Wiederum fragen wir: Wo ist der Mensch, der wie Jesus jeden Morgen fragt: „Herr, was willst Du, daß ich heute tun soll?“ Der auf die Leitung des Heiligen Geistes warten kann, der prüft, bevor er handelt, was der gute, wohlgefällige und vollkommene Wille Gottes ist? (Röm 12,2) d) Den Gehorsam Jesu lernen wir kennen an Seinem Verhalten dem Versucher gegenüber. Satans Bestreben war, Ihn aus dem Verhältnis der Abhängigkeit und des Gehorsams herauszulocken und zu eigenem, selbständigem Tun zu veranlassen. Daher immer wieder seine Schmeichelei: „Du bist Gottes Sohn.“ Allein Jesus blieb dem Worte Gottes unterworfen.

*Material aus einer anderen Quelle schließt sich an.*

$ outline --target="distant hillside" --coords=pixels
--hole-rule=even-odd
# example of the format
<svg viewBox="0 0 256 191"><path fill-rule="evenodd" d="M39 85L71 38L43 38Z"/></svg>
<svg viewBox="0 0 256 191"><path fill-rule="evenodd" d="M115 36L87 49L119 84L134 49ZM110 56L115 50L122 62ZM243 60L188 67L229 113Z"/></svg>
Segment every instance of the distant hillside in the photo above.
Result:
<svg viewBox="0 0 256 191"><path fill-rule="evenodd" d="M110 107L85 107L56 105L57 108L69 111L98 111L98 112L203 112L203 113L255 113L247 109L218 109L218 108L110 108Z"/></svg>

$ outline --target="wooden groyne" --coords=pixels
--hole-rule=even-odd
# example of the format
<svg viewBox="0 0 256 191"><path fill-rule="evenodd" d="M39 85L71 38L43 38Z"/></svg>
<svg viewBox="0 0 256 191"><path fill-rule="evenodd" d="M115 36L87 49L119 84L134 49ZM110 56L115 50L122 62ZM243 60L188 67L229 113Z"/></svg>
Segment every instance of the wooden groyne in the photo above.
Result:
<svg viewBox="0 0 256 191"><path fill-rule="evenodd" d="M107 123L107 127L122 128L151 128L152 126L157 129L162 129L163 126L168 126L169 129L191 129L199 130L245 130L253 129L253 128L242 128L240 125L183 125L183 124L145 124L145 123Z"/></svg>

Was Gott nicht befohlen hatte, das tat Er nicht. Seine Speise war, den Willen dessen zu tun, der Ihn gesandt hatte (Joh 4,34). Nie gebrauchte Er Seine göttliche Macht zu Seinem persönlichen Vorteil. Am Ende Seines irdischen Lebens konnte Er sagen zu Seinem Vater: „Ich habe Dich verherrlicht auf der Erde, das Werk habe Ich vollbracht, welches Du Mir gegeben hast, daß Ich es tun sollte.“ Nun hätte Er als der reine, vollkommene Gottessohn von Gethsemane in den Himmel fahren können. Aber Er wollte den Willen Seines Vaters bis zum Ende erfüllen. „Dies Gebot habe Ich von Meinem Vater empfangen“, daß „Ich Mein Leben lasse für Meine Schafe.“ (Joh 10; Phil 2,8) Angesichts eines solchen Gehorsams nimmt sich ein Vergleich mit unserem menschlichen Gehorsam kläglich und beschämend aus. Wir haben recht nötig, uns zu prüfen, ob und in welchem Grad das Wort Gottes maßgebend ist für unseren Lebenswandel, unser Tun und unser Unterlassen. Wir sagen wohl: „Dein Wort ist meines Fußes Leuchte und ein Licht auf meinem Wege“ und denken, so sollte es sein. Aber Gott will, daß es so ist, daß wir Täter des Wortes sind. Der Gehorsam gegen Gott bringt uns in ein ganz persönliches Verhältnis zu dem Vater, oder vielmehr ist dieses Verhältnis schon vorher da und verwirklicht sich im Tun des Willens Gottes.
B.
(Forts. folgt s G. w).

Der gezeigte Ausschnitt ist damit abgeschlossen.